I complained a lot about the economy in 2021. I didn’t like the trillions in debt-driven government spending and the ensuing inflation. Still, I acknowledged that the markets continued to rise – as the ‘Trump Bump’ became the ‘Biden Bump’.
Yesterday, I tallied up how we finished the year with our portfolio. Our retirement savings were up an impressive +15%. Our gains were led by our equity holdings (S&P 500 +29% in 2021), but tempered by bonds, cash, and real estate loans.
I went into the year not expecting too much. After two years of fantastic returns in our portfolio (+42% from 2018 to 2020), I felt like we would probably finish flat. I should have guessed all of the money the government handed out would fuel equities growth.
So where do we sit after (almost) 6 years of early retirement? I’m happy to say we are well ahead of our (conservatively planned) goals.
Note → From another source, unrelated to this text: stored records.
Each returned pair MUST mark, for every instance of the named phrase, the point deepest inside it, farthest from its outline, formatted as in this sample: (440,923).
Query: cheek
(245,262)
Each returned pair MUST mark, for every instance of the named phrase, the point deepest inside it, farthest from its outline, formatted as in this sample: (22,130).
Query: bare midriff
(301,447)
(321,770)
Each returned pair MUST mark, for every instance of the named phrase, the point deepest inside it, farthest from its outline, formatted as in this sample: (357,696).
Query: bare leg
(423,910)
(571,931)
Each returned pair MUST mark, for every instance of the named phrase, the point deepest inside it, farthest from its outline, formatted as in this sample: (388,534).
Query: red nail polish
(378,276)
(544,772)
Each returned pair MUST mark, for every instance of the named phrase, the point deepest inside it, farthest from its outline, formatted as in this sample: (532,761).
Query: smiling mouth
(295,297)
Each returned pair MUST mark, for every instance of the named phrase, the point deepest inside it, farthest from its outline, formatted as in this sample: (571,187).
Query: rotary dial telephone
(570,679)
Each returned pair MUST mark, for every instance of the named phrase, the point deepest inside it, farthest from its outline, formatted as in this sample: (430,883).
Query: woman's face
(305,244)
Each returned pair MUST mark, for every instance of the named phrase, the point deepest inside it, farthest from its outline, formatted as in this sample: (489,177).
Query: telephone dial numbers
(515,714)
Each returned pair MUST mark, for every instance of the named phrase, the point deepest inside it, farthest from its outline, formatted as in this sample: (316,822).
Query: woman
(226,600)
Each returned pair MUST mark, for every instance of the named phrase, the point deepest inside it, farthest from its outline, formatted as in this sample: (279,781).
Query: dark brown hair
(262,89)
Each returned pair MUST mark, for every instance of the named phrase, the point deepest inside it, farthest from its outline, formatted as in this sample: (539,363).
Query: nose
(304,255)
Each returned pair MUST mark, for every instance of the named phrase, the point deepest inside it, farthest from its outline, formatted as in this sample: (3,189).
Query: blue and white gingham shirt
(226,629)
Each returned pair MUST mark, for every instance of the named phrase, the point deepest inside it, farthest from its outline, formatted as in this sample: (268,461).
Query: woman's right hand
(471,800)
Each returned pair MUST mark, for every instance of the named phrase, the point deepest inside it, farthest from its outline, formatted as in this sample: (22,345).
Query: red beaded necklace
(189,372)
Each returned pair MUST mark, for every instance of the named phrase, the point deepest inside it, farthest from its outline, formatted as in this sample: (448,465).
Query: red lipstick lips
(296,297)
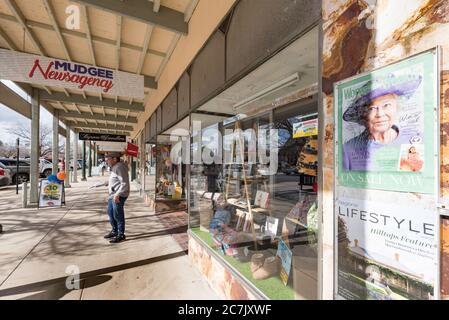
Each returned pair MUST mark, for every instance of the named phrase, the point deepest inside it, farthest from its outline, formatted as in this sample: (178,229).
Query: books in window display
(302,212)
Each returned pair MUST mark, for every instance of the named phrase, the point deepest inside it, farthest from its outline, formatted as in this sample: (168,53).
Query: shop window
(254,201)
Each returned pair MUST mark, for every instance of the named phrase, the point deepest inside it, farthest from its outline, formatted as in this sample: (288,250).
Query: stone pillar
(55,148)
(75,156)
(67,158)
(35,152)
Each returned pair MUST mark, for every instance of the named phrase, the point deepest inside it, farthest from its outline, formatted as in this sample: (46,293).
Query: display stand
(245,183)
(62,194)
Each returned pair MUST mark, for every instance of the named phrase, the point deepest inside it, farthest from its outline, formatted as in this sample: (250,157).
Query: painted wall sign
(102,137)
(386,125)
(23,67)
(386,181)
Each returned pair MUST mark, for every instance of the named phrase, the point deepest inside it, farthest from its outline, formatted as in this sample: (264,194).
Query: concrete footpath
(40,249)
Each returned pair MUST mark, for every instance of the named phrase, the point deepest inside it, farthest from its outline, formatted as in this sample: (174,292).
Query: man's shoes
(118,239)
(110,235)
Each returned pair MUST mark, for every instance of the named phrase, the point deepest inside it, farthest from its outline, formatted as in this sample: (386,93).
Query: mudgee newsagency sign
(30,68)
(386,181)
(102,137)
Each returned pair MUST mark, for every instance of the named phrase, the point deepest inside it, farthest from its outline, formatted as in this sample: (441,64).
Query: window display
(170,175)
(150,174)
(262,221)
Our retirement nest egg is currently more than 1/3rd bigger than we expected it would be at this point.
That savings cushion has made it increasingly easy to pull the trigger on bonus vacations, home improvements, and even an extra vehicle. Our spending was about 20% higher in 2021 than I had planned. In the future, the majority of the surplus will be the basis of investing in our Florida Project, although we won’t likely jump into that for a couple more years.
All in all – with the pandemic continuing and economic challenges on the rise in 2021 – I am very grateful for where we sit. I sometimes cringe at the economic decisions our government leaders make, but I’m thankful we are well-positioned in our own finances.
How did your 2021 returns come in? Going to change your spending plans at all?